Corey Davis, WR, Titans

Next season will be just Davis’s third in the league, but he has already reached believe-it-when-you-see-it status. He was a mid-round pick as a rookie, then disappointed by catching just 34 passes for 375 yards and zero touchdowns while losing five games to a hamstring injury. That didn’t cost him at all in 2018 drafts, evidenced by an ADP that made him the 66th player and 27th receiver off the board in a typical draft. He did finish 27th at the position in total points, but that was largely because he played all 16 games. Davis ranked 41st among receivers in points per game in half-PPR leagues, ending the year with 65 receptions, 891 yards and four touchdowns. Early rankings indicate that he again isn’t paying a price for falling short of expectations, with an average slot that suggests his ADP will be on par in 2019 with what it was in 2018. What have Davis, Marcus Mariota and the Tennessee offense shown the last two years that should give the fantasy community any confidence will be different for the third-year receiver? Nothing. Let Davis prove it to you before you buy into his potential.
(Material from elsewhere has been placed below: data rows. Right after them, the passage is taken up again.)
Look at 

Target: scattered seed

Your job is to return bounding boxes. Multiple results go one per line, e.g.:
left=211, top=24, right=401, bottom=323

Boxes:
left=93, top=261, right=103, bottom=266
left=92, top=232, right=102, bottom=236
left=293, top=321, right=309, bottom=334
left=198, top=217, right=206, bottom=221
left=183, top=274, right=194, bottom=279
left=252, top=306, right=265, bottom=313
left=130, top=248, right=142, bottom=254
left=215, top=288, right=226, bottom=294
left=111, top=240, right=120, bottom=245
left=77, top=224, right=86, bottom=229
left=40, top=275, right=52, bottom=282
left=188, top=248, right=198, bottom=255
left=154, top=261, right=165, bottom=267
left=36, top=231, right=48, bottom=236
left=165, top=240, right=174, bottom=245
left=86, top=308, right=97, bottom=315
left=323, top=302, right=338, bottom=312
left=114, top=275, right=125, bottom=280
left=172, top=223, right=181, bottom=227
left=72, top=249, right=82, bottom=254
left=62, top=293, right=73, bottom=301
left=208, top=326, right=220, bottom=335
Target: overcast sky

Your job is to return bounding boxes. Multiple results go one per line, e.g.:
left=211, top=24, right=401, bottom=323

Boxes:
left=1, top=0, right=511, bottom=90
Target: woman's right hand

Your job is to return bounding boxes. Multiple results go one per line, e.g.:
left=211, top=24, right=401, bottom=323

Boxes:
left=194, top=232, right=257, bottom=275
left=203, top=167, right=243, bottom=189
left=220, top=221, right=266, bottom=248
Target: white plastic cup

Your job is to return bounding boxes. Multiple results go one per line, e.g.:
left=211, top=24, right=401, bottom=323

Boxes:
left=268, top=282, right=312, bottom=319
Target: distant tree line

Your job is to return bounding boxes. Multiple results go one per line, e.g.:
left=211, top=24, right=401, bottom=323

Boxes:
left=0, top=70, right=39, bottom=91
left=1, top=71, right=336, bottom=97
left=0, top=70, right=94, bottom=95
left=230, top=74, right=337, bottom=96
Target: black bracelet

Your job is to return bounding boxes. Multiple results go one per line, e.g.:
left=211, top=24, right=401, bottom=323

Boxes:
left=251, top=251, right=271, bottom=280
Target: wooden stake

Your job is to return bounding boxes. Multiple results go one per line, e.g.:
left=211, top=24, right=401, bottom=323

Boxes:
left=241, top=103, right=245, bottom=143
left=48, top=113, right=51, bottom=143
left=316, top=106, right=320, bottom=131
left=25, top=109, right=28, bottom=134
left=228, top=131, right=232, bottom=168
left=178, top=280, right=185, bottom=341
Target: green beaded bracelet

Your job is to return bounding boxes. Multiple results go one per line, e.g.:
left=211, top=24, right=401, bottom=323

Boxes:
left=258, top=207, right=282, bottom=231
BELLER: 2018 Fantasy Football LVPs

Patrick Mahomes, QB, Chiefs

Yes, this one hurts because you cannot claim to be a football fan and not love watching Mahomes play the game. His monster 2018 campaign, which should result in him winning the MVP, already has people suggesting that he has broken the quarterback paradigm, and is worth a first- or second-round pick next season. That could not be further from the truth. If Mahomes puts up another 50-touchdown, 5,000-yard season, lapping the field at his position, then, sure, he’d have been worth a first-round pick. That, however, is what he’d have to do to be worth a first- or second-round pick. Look at the rest of the quarterback position this year. There were eight more quarterbacks who scored at least 20 points per game, and another four who put up 19 or more points in an average contest. You know how many quarterbacks averaged 19 points per game in 2017? Six. Quarterback scoring is flatter and easier to find than ever, and while that may not repeat exactly in 2019, the fact remains that quarterbacks need to do what Mahomes did this year to move the needle in a way that warrants taking them early in fantasy drafts in one-quarterback leagues. A partial list of quarterbacks who did not average 19 or more points in 2018 includes Tom Brady, Philip Rivers, Carson Wentz, Kirk Cousins and Baker Mayfield. Would you rather use a first-round pick on Mahomes, or get one of those guys in a double-digit round, while using your first-round selection on an elite back or receiver? Unless Mahomes puts up another historic season, he is going to be a value bust in 2019.